U.S. West Fined $10 Million in Antitrust Case
U.S. West, which operates three Western telephone companies, will pay a $10-million civil fine--the largest sum ever obtained in an antitrust contempt case--for violating the 1982 agreement that broke up the American Telephone & Telegraph monopoly, the Justice Department announced Friday.
U.S. West, one of seven regional Baby Bell holding companies created by the AT&T; divestiture, admitted to four violations of the 1982 consent decree. The agreement prohibits the seven Baby Bells from engaging in certain lines of businesses and from discriminatory practices in providing telecommunications services.
The company, based in Englewood, Colo., said in a prepared statement that the infractions were inadvertent and were discontinued some time ago.
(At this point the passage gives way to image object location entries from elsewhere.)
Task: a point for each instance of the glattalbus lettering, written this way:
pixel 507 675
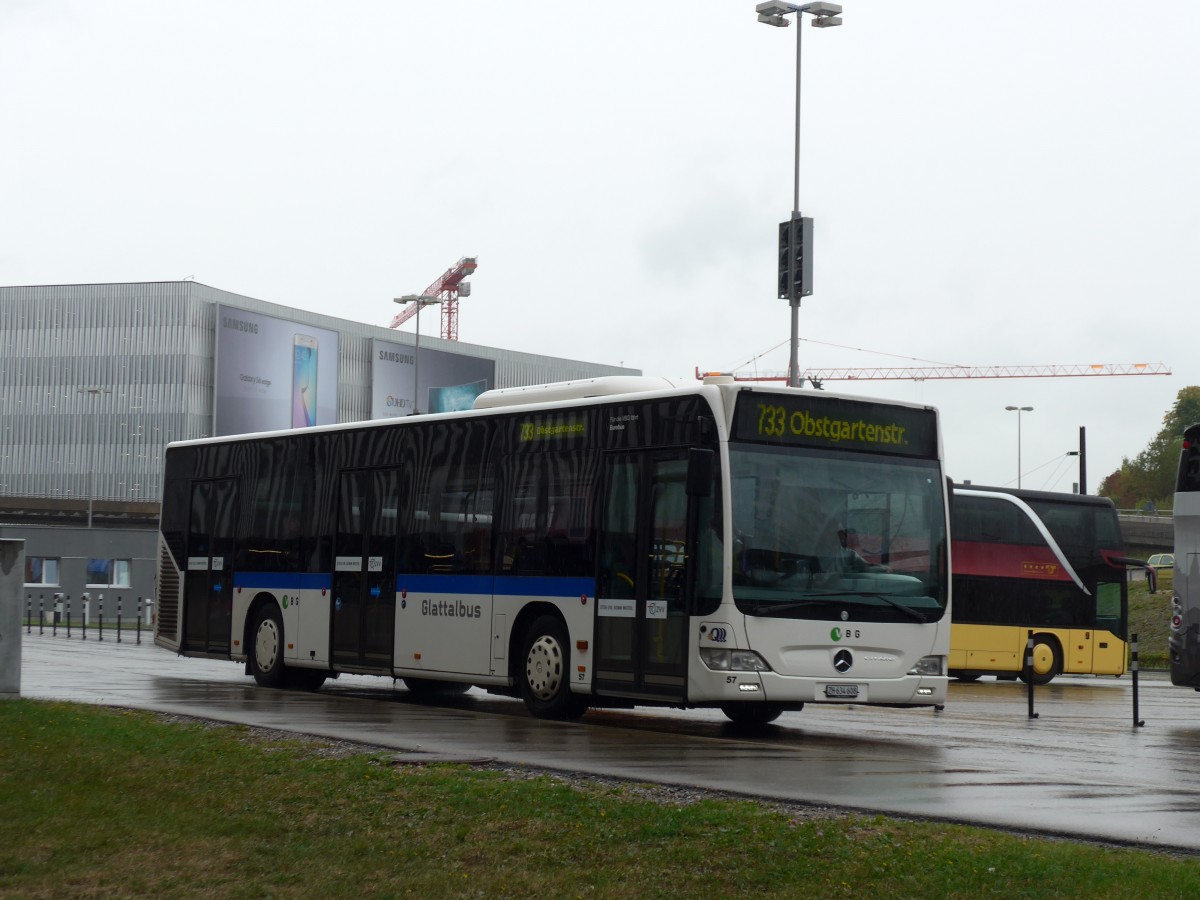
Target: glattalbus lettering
pixel 451 607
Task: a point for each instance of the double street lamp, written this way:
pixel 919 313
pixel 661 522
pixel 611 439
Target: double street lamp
pixel 1019 411
pixel 796 235
pixel 420 300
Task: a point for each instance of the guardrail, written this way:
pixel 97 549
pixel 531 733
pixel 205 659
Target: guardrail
pixel 59 612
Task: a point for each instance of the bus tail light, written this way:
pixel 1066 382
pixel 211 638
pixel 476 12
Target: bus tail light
pixel 732 660
pixel 929 665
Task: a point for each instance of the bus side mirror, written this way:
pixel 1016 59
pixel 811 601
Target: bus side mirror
pixel 700 472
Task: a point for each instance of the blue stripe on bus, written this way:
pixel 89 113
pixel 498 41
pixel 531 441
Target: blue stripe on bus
pixel 483 585
pixel 283 581
pixel 501 586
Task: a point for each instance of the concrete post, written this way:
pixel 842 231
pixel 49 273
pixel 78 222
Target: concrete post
pixel 12 576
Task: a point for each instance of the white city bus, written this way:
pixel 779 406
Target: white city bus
pixel 607 543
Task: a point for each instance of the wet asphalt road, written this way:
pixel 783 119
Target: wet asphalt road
pixel 1080 768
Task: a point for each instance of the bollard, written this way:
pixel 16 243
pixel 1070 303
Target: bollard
pixel 1133 667
pixel 12 576
pixel 1029 671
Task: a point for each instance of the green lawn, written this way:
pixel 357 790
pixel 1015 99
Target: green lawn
pixel 97 802
pixel 1150 618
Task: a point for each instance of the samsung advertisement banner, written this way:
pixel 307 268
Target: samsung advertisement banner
pixel 448 381
pixel 273 373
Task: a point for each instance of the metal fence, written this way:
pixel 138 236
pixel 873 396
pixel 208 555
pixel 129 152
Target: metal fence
pixel 85 616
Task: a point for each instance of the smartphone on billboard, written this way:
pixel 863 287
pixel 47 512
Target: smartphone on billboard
pixel 304 382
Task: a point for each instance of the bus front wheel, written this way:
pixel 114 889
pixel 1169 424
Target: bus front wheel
pixel 1047 661
pixel 545 672
pixel 267 648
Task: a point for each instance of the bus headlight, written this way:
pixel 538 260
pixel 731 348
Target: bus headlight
pixel 929 665
pixel 732 660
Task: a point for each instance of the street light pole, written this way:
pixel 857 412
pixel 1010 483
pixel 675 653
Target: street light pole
pixel 823 16
pixel 1019 411
pixel 95 442
pixel 420 300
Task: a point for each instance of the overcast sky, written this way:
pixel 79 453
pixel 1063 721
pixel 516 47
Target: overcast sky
pixel 990 185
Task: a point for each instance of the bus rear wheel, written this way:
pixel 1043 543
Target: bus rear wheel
pixel 1047 661
pixel 545 672
pixel 751 714
pixel 267 648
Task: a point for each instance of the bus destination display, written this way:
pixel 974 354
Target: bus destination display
pixel 835 423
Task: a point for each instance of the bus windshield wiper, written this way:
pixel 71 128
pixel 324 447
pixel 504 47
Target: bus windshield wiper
pixel 915 615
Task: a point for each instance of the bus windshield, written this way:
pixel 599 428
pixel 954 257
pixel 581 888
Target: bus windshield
pixel 816 532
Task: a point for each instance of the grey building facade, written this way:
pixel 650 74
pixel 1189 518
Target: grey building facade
pixel 96 379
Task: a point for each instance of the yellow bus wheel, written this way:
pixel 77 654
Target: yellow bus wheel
pixel 1047 660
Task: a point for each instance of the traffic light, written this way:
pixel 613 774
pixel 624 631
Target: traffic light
pixel 796 257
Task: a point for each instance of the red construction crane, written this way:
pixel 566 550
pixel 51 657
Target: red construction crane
pixel 447 289
pixel 939 372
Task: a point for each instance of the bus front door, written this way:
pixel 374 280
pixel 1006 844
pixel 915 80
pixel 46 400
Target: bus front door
pixel 641 612
pixel 208 592
pixel 364 609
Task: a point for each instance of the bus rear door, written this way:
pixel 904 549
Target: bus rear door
pixel 641 612
pixel 208 593
pixel 364 615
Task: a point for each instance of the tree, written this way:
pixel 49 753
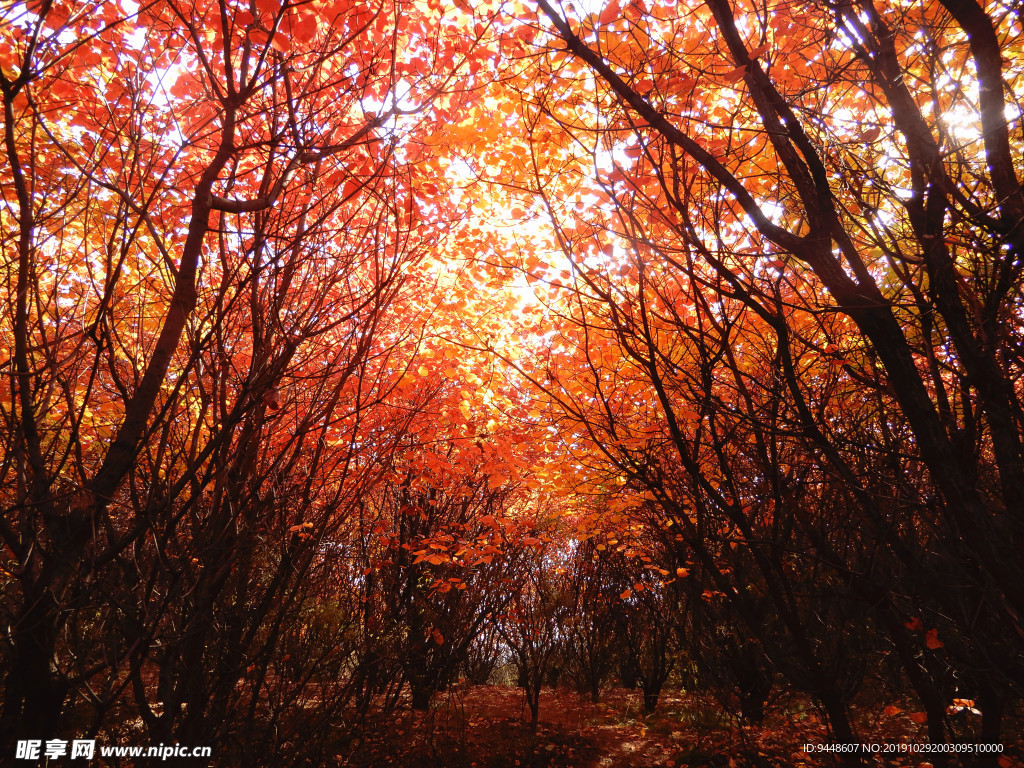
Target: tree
pixel 210 212
pixel 784 271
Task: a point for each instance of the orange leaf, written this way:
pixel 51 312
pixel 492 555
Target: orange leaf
pixel 611 12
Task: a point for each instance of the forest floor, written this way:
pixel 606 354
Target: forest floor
pixel 488 727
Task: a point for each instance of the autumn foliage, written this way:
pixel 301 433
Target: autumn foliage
pixel 354 348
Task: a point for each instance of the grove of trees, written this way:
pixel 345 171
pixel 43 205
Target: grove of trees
pixel 354 347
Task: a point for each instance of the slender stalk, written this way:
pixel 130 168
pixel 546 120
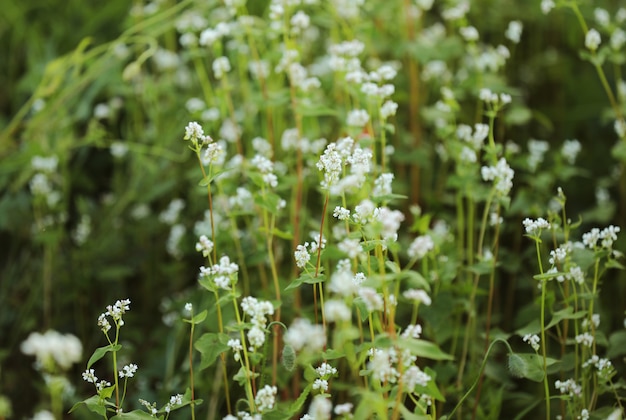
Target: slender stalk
pixel 191 385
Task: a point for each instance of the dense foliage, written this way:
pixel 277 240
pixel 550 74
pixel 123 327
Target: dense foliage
pixel 287 208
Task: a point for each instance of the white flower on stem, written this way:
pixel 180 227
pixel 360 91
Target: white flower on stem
pixel 331 165
pixel 533 340
pixel 321 384
pixel 585 339
pixel 341 213
pixel 89 375
pixel 266 398
pixel 592 39
pixel 357 118
pixel 221 66
pixel 547 5
pixel 412 331
pixel 618 39
pixel 237 348
pixel 204 245
pixel 469 33
pixel 533 227
pixel 302 256
pixel 514 31
pixel 195 134
pixel 128 371
pixel 501 174
pixel 569 387
pixel 344 409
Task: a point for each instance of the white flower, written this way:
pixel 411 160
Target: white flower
pixel 357 118
pixel 221 66
pixel 533 227
pixel 514 31
pixel 546 6
pixel 568 387
pixel 533 340
pixel 592 39
pixel 585 339
pixel 128 371
pixel 266 398
pixel 502 174
pixel 302 256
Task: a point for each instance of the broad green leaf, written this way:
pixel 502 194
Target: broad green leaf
pixel 94 404
pixel 423 348
pixel 100 352
pixel 197 319
pixel 210 346
pixel 134 415
pixel 528 365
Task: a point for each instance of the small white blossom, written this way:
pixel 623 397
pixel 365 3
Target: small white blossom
pixel 592 39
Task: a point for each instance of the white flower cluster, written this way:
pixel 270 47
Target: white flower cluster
pixel 204 245
pixel 533 340
pixel 604 366
pixel 53 349
pixel 195 134
pixel 224 274
pixel 257 311
pixel 494 99
pixel 585 339
pixel 606 237
pixel 128 371
pixel 501 174
pixel 266 398
pixel 569 387
pixel 534 227
pixel 302 254
pixel 324 371
pixel 383 364
pixel 89 375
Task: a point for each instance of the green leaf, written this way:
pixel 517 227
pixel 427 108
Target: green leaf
pixel 210 346
pixel 197 319
pixel 133 415
pixel 100 352
pixel 528 365
pixel 307 278
pixel 94 404
pixel 296 406
pixel 209 178
pixel 423 348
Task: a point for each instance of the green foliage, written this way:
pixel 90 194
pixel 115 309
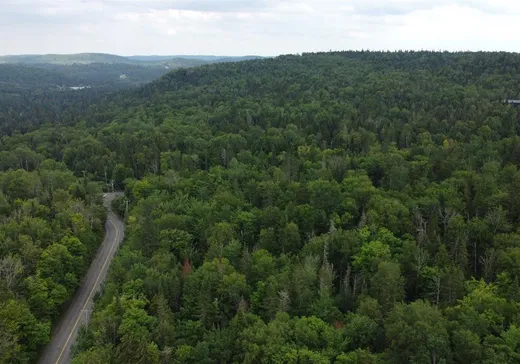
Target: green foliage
pixel 352 207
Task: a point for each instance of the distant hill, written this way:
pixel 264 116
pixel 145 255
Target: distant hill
pixel 66 59
pixel 173 61
pixel 205 58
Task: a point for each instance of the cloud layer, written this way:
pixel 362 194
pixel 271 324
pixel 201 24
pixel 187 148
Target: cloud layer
pixel 264 27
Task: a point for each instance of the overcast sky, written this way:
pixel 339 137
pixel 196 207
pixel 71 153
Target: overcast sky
pixel 261 27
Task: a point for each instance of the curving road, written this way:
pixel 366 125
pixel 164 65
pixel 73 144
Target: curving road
pixel 78 313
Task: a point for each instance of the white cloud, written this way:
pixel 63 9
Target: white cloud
pixel 266 27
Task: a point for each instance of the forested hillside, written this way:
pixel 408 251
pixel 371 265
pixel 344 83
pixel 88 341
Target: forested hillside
pixel 50 226
pixel 351 207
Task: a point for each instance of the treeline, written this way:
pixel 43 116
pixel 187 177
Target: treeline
pixel 351 207
pixel 51 224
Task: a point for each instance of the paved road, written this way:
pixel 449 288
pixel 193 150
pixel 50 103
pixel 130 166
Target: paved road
pixel 66 330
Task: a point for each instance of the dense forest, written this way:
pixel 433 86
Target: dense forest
pixel 347 207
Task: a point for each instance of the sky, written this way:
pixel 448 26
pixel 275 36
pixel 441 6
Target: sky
pixel 255 27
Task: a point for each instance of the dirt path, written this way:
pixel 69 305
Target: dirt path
pixel 78 313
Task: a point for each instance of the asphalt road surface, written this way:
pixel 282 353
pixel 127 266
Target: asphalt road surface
pixel 78 313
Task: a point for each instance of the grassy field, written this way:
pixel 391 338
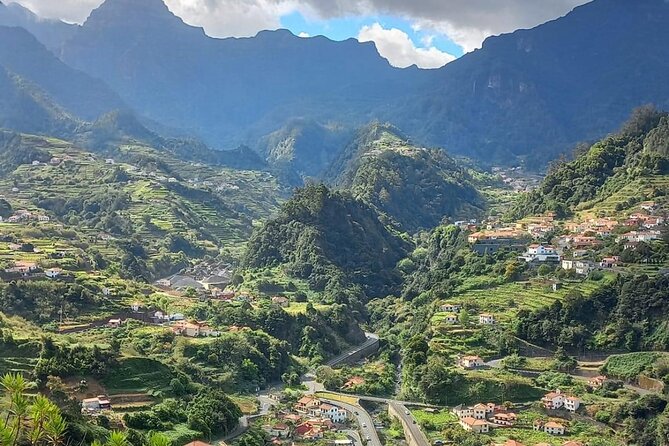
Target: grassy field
pixel 629 366
pixel 138 375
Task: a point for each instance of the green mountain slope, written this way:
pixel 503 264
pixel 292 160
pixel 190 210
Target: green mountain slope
pixel 146 211
pixel 304 147
pixel 621 168
pixel 412 186
pixel 329 238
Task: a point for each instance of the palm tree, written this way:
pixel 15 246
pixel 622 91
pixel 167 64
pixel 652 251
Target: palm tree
pixel 35 421
pixel 158 440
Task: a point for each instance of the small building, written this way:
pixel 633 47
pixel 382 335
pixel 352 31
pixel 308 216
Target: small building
pixel 100 402
pixel 279 430
pixel 52 273
pixel 540 253
pixel 597 381
pixel 584 267
pixel 353 382
pixel 572 403
pixel 554 428
pixel 114 323
pixel 609 262
pixel 463 411
pixel 471 362
pixel 333 413
pixel 471 424
pixel 193 329
pixel 480 411
pixel 450 308
pixel 505 418
pixel 281 301
pixel 487 319
pixel 450 318
pixel 553 400
pixel 23 268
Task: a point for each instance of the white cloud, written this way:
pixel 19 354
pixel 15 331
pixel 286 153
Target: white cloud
pixel 396 46
pixel 466 22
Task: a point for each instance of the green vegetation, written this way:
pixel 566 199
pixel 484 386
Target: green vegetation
pixel 604 169
pixel 335 242
pixel 629 366
pixel 413 187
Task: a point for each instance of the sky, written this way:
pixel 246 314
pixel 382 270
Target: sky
pixel 427 33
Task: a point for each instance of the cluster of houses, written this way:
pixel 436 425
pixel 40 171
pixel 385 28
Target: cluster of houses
pixel 310 419
pixel 517 443
pixel 480 418
pixel 194 329
pixel 452 311
pixel 210 277
pixel 24 216
pixel 32 269
pixel 95 405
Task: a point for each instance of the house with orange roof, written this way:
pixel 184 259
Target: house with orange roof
pixel 553 400
pixel 470 362
pixel 550 427
pixel 471 424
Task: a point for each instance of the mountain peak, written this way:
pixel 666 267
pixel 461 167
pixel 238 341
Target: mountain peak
pixel 132 14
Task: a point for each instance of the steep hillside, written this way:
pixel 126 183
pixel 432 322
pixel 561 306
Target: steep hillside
pixel 24 107
pixel 414 187
pixel 303 146
pixel 223 89
pixel 332 240
pixel 52 33
pixel 178 210
pixel 623 165
pixel 22 55
pixel 536 92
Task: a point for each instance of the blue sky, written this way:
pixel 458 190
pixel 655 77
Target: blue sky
pixel 427 33
pixel 349 27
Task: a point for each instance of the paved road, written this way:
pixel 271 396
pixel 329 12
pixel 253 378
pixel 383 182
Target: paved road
pixel 363 418
pixel 414 430
pixel 343 357
pixel 497 364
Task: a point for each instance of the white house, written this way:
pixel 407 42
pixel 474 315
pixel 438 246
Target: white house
pixel 541 253
pixel 450 318
pixel 553 400
pixel 52 273
pixel 450 308
pixel 583 267
pixel 471 362
pixel 463 411
pixel 480 411
pixel 334 413
pixel 487 319
pixel 571 403
pixel 568 264
pixel 473 425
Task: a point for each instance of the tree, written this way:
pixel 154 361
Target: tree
pixel 29 420
pixel 464 318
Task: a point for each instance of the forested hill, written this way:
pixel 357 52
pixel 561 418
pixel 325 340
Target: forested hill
pixel 334 241
pixel 620 169
pixel 412 186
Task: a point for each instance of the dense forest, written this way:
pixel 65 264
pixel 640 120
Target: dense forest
pixel 637 151
pixel 332 240
pixel 628 314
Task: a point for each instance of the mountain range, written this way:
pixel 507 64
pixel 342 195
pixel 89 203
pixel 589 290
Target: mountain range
pixel 529 95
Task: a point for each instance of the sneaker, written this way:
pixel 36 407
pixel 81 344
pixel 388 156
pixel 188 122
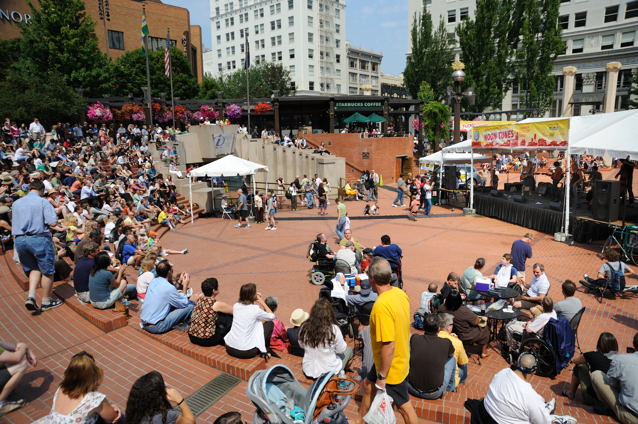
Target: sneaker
pixel 30 304
pixel 53 304
pixel 564 419
pixel 10 406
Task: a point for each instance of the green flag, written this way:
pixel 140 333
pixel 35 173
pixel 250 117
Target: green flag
pixel 144 32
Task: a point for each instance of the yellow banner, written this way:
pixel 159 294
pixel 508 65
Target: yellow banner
pixel 544 134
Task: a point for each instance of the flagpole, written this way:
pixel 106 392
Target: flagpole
pixel 148 77
pixel 170 71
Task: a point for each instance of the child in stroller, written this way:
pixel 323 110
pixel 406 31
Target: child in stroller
pixel 281 399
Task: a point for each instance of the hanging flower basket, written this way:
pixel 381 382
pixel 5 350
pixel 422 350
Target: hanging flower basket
pixel 97 112
pixel 233 111
pixel 262 108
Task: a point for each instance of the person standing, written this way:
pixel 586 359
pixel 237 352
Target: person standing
pixel 390 340
pixel 401 187
pixel 521 251
pixel 32 218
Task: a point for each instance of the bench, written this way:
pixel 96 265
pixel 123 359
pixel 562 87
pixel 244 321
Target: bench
pixel 106 320
pixel 214 356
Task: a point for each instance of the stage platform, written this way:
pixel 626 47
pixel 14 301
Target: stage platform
pixel 537 214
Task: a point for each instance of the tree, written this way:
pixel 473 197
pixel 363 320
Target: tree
pixel 61 40
pixel 430 58
pixel 540 43
pixel 264 79
pixel 486 50
pixel 129 74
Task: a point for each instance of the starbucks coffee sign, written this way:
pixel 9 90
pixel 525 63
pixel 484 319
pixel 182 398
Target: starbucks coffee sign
pixel 14 16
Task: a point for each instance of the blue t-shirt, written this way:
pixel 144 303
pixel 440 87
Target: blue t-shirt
pixel 521 251
pixel 81 274
pixel 391 252
pixel 100 285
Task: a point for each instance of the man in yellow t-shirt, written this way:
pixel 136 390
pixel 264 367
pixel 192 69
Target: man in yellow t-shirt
pixel 390 340
pixel 446 322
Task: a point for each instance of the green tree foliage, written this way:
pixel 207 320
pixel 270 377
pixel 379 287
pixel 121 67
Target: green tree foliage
pixel 485 51
pixel 540 43
pixel 61 39
pixel 129 74
pixel 263 78
pixel 430 58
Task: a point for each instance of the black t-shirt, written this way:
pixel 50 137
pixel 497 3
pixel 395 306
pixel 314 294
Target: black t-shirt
pixel 597 361
pixel 428 355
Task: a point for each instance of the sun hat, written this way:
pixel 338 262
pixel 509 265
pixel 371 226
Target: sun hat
pixel 298 317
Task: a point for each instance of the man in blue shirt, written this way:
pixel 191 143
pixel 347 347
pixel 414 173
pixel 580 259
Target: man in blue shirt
pixel 32 218
pixel 164 306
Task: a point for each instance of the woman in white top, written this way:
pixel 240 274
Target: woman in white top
pixel 325 350
pixel 247 337
pixel 76 401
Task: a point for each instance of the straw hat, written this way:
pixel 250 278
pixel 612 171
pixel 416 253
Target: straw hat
pixel 298 317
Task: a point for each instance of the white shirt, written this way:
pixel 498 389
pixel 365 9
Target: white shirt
pixel 538 286
pixel 247 330
pixel 512 400
pixel 319 360
pixel 538 324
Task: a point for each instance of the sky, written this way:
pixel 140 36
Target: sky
pixel 379 25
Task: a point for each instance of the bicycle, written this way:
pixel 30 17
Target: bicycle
pixel 625 239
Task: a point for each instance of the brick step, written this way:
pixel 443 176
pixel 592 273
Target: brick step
pixel 106 320
pixel 214 356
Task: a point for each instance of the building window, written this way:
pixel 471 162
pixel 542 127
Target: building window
pixel 632 10
pixel 116 40
pixel 611 13
pixel 627 39
pixel 580 19
pixel 607 42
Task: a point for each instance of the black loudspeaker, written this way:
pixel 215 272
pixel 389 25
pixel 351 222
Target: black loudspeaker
pixel 605 204
pixel 449 180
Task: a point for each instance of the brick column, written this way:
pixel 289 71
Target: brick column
pixel 569 73
pixel 612 79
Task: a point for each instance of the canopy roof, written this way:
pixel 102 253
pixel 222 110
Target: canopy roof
pixel 228 166
pixel 375 118
pixel 439 157
pixel 355 117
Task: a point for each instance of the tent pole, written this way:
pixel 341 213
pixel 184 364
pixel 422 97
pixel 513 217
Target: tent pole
pixel 190 196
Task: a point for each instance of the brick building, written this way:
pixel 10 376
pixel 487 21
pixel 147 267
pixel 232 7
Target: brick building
pixel 118 25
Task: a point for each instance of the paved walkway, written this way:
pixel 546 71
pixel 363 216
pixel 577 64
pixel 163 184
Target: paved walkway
pixel 275 260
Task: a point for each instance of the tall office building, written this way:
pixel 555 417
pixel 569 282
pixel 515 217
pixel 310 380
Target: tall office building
pixel 601 48
pixel 307 37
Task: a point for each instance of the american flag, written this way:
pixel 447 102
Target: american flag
pixel 167 57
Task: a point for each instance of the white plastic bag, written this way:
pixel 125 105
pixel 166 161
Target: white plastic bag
pixel 381 410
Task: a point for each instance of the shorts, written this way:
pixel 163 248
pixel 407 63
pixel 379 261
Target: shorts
pixel 398 392
pixel 36 253
pixel 5 376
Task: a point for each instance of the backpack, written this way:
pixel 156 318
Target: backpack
pixel 616 278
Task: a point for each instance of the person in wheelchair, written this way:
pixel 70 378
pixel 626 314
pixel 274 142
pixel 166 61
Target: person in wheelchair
pixel 518 331
pixel 611 274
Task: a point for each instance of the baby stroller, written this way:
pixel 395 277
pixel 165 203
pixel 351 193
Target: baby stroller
pixel 281 399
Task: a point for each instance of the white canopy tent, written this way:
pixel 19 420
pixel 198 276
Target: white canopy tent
pixel 228 166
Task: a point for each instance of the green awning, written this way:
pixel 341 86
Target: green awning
pixel 355 117
pixel 375 118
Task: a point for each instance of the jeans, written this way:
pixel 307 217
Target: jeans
pixel 428 206
pixel 448 383
pixel 173 318
pixel 339 229
pixel 399 199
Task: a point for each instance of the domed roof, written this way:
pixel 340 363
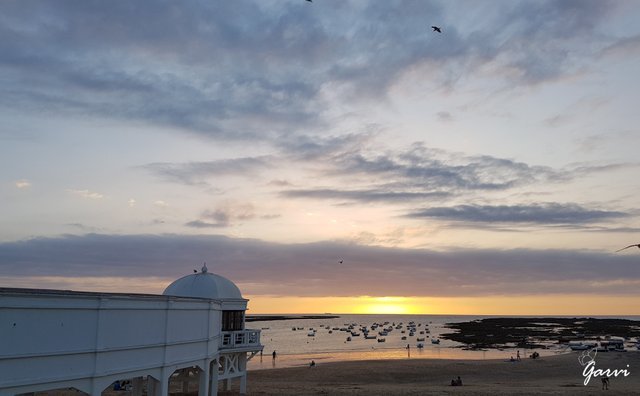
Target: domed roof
pixel 204 285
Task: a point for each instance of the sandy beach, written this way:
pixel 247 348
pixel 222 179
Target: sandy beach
pixel 561 374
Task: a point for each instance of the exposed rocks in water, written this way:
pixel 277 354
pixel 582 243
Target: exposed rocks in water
pixel 264 318
pixel 537 332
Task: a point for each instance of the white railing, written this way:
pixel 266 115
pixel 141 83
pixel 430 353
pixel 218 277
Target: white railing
pixel 240 339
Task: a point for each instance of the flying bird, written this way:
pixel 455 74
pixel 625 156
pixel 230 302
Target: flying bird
pixel 636 245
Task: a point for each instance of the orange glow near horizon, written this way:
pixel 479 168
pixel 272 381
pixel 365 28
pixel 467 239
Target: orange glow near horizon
pixel 485 305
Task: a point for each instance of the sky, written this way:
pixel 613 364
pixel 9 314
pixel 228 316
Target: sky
pixel 487 169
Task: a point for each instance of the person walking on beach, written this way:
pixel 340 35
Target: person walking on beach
pixel 605 383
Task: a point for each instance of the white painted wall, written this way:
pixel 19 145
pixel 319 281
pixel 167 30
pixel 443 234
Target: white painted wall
pixel 51 339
“We regret these violations,” said Larry DeMuth, U.S. West’s chief counsel. “We didn’t willfully violate the (consent decree) but these four activities . . . were in conflict with the decree, which is a complex document governing a large and complicated industry.”
The most serious violation acknowledged by U.S. West involved the sale of switching services to the federal government at cut-rate prices in 1985. The firm anticipated sales of $16 million over three years by providing the services to the General Services Administration in Denver, Albuquerque, Phoenix and Salt Lake City, the Justice Department said.
“A consent decree is the law,” said James F. Rill, assistant attorney general for the antitrust division. “This settlement makes clear to U.S. West and other parties to the decree that disobedience . . . has severe consequences.”
Rill said the enforcement order establishes mechanisms within U.S. West to ensure future compliance with the decree. The fine is the largest sum the antitrust division has ever obtained from a single defendant, the Justice Department said.
The $10-million agreement was approved Friday by U.S. District Judge Harold H. Greene, who ordered the breakup of AT&T; in 1982 following a landmark trial. Greene continues to supervise disputes stemming from the divestiture.
U.S. West, which operates Pacific Northwest Bell, Northwestern Bell and Mountain Bell, has admitted that it violated provisions of the original decree between 1984 and 1989 by doing the following:
* Employing discriminatory pricing by offering the GSA access to local exchange facilities at a lower price if the agency purchased switching services from U.S. West rather than AT&T.;
* Providing reverse directory services, which supply a customer with the name, address or both of a telephone subscriber rather than a telephone number. All three U.S. West subsidiaries provided this service.
* Selling computer management services--including computer hardware, personnel and other support--to operate Atlantic Richfield Co.'s Paypoint debit card system, through a subsidiary.
* Designing, developing and marketing operator workstations.